An examination of the April-June 2012 quarterly results declared so far (Q1, 2012-13) indicates that rising interest costs continue to retard profit growth. So far, about 824 listed companies operating across about 60 sectors (including conglomerates with diversified and miscellaneous businesses) have released Q1 results. This sample includes many market leaders. Sales hit Rs 618,313 crore, an increase of 17 per cent over the corresponding quarter of June 2011. There is a substantial 21 per cent increase in other income, which may be a sign of some padding of the profit & loss account. Operating profits (Profits Before Depreciation Interest and Tax, or PBDIT) have also increased by 17 per cent. Interest costs have ballooned by over 30 per cent. As a result, net profits are up by just under 10 per cent. Operating profit margins (PBDIT as a percentage of sales) remained almost stable, at 34.6 per cent versus 33.6 per cent in Q1, 2011-12. But net profit margins dropped to 9.8 per cent in 2012-13 from 10.7 per cent. The culprit was interest costs, up at 17.8 per cent of sales in 2012-13, versus 16.1 per cent of sales in 2011-12.

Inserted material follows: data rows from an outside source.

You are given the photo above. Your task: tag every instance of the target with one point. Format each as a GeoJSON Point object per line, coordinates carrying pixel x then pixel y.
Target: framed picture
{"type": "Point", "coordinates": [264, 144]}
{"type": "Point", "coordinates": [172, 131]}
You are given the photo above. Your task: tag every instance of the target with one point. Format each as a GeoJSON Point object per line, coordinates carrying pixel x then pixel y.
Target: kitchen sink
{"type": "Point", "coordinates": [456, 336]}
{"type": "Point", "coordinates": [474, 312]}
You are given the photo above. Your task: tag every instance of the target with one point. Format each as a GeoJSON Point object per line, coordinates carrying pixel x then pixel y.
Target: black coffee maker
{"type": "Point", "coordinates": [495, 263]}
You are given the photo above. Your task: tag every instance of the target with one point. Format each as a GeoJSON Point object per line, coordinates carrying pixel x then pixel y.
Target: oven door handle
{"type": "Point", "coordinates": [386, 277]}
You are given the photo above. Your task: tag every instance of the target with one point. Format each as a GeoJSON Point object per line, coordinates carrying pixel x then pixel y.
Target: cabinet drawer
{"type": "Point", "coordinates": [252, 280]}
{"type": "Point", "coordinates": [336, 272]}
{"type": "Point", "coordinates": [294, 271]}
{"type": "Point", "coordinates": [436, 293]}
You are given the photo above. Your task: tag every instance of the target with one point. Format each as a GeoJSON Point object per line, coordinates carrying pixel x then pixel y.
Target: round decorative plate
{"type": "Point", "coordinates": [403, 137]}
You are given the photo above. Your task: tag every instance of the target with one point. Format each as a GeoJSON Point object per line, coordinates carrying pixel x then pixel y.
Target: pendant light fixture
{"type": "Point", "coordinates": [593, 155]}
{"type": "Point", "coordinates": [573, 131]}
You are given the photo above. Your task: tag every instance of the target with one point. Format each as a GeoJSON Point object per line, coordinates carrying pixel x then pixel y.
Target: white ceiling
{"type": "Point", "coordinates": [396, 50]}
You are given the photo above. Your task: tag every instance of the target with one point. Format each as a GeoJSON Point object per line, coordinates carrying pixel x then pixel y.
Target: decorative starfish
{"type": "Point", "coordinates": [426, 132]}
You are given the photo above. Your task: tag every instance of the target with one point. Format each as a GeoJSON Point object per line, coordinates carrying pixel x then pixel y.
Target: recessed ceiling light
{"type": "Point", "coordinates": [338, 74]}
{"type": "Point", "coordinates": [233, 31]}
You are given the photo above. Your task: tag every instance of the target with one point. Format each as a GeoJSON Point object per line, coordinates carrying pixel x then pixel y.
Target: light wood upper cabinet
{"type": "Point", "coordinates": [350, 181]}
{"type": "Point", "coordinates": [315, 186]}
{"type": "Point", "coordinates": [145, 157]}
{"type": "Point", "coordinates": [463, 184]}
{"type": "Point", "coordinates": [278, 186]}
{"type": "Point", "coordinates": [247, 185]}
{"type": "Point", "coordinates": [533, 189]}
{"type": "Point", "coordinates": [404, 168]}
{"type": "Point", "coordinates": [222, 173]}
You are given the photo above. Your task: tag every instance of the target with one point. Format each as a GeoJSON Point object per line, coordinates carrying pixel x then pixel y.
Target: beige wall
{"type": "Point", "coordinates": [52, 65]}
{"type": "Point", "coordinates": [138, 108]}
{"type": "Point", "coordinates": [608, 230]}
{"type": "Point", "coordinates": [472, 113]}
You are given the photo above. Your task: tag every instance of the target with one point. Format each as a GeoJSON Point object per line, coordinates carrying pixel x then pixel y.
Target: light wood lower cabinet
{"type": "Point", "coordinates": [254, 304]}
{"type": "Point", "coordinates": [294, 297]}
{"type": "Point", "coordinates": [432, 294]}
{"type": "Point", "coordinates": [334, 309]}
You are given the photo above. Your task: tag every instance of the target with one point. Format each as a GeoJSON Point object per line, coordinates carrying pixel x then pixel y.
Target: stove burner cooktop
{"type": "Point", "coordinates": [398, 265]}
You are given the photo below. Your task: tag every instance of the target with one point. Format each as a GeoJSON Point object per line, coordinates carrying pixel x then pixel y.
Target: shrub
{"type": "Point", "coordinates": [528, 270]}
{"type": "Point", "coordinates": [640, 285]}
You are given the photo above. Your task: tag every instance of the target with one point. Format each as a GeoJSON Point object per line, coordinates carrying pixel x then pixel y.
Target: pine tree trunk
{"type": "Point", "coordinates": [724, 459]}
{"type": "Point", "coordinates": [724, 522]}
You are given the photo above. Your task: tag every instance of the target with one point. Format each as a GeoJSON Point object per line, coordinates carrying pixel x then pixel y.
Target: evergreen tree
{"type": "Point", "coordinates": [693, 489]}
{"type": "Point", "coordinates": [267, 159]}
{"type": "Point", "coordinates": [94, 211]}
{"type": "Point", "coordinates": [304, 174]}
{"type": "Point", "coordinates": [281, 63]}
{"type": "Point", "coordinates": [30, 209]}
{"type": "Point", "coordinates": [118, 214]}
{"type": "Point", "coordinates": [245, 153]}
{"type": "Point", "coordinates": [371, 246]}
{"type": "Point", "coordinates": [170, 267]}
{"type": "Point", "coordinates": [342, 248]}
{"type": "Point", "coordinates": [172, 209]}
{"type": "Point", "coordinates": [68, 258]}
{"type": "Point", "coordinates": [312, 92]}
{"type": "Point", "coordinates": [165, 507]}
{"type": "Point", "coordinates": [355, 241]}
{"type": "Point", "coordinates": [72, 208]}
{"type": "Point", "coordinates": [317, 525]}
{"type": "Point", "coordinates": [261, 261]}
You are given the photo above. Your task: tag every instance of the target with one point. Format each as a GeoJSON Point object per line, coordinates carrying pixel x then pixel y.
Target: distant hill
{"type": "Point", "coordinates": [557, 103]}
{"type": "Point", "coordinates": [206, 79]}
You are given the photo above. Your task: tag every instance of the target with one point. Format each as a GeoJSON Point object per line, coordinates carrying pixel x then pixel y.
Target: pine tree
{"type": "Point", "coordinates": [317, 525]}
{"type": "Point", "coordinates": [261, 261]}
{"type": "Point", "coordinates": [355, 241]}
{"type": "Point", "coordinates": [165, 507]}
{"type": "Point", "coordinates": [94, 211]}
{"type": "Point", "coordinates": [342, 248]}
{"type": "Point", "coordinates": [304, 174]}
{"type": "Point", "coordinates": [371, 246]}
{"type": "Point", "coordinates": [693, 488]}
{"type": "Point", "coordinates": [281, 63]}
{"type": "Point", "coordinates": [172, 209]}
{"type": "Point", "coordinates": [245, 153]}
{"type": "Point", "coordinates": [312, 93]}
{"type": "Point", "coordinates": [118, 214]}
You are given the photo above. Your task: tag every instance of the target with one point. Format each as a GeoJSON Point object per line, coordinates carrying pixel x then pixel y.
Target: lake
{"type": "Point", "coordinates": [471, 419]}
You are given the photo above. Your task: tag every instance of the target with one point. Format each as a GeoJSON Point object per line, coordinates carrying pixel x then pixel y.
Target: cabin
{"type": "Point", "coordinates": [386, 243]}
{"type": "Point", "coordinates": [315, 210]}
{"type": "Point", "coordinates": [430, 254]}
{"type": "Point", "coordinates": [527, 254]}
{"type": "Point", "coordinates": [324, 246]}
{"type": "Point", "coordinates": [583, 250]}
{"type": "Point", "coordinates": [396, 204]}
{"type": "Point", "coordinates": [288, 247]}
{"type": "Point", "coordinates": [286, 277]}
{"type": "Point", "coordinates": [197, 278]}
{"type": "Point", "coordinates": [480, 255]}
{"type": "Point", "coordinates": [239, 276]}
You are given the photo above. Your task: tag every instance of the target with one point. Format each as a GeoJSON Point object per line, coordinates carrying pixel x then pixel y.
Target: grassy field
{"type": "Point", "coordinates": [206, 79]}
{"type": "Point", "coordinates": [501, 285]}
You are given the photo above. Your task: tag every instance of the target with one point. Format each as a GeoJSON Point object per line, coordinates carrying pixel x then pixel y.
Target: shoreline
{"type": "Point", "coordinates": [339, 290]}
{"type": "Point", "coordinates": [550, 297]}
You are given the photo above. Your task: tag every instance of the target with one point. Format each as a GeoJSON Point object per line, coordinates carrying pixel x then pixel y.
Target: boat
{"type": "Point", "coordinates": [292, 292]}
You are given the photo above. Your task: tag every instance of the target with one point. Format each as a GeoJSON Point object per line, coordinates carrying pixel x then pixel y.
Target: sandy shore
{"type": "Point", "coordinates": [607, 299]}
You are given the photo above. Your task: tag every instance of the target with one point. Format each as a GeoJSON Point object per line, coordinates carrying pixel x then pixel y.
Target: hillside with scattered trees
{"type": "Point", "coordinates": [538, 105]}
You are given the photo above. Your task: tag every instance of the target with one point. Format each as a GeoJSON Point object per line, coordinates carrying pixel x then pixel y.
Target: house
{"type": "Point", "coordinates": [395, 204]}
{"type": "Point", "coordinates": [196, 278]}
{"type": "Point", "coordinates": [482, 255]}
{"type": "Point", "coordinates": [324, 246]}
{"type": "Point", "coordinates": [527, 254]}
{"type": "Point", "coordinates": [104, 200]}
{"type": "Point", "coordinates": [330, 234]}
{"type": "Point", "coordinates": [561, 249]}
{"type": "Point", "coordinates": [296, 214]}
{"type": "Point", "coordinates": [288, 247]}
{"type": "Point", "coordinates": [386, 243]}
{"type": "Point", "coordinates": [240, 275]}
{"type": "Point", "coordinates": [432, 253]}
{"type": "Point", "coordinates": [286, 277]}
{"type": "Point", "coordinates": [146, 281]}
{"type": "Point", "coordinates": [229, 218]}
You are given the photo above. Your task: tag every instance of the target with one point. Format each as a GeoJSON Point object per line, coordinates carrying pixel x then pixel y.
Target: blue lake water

Very few sectors outperformed. Banks have done well with 24.8 per cent growth in sales volumes and net profit growth of 22.6 per cent. There is a clear divide within the sector. Private sector banks registered 31.2 per cent growth in sales and net profit growth of 28.8 per cent while public sector banks registered 23 per cent growth in sales and 19 per cent growth in net profits. Non-banking finance has also done well with 22 per cent growth in net profits and 27 per cent increase in sales. IT has ridden rupee depreciation to register 31.8 per cent increase in sales and 37 per cent growth in net profits. TCS and HCL Tech shored up overall results despite poor performances from Wipro and Infosys. Cement had a third successive excellent quarter with 20.8 per cent growth in net profits and 17 per cent growth in sales. Fast-moving consumer goods generated an astonishing 69 per cent growth in net profits while registering only 15.3 per cent sales growth. This is largely attributable to giant Hindustan Unilever’s improved performance.
Several key sectors have disappointed investors. Refining for instance, has been dragged down by declining net profits from Reliance Industries (the oil marketing PSUs, which are yet to declare results, could pull margins down further). Automobiles have seen a 4.4 per cent decline in net profits and auto ancillaries have been hit even harder with 16 per cent decline in net profits. Capital goods as a whole have registered a nominal 3 per cent growth in net profits though the electrical goods segment has done a little better.
The broad picture doesn’t show much signs of an uptick in the business cycle. Inflation based on the Wholesale Price Index was up by about 9 per cent year-on-year. Factor that in and the results look anaemic. Given the impact of interest costs and the Reserve Bank's uncompromising stance on rates, India Inc is unlikely to bounce back until there is a trend reversal in the inflation cycle.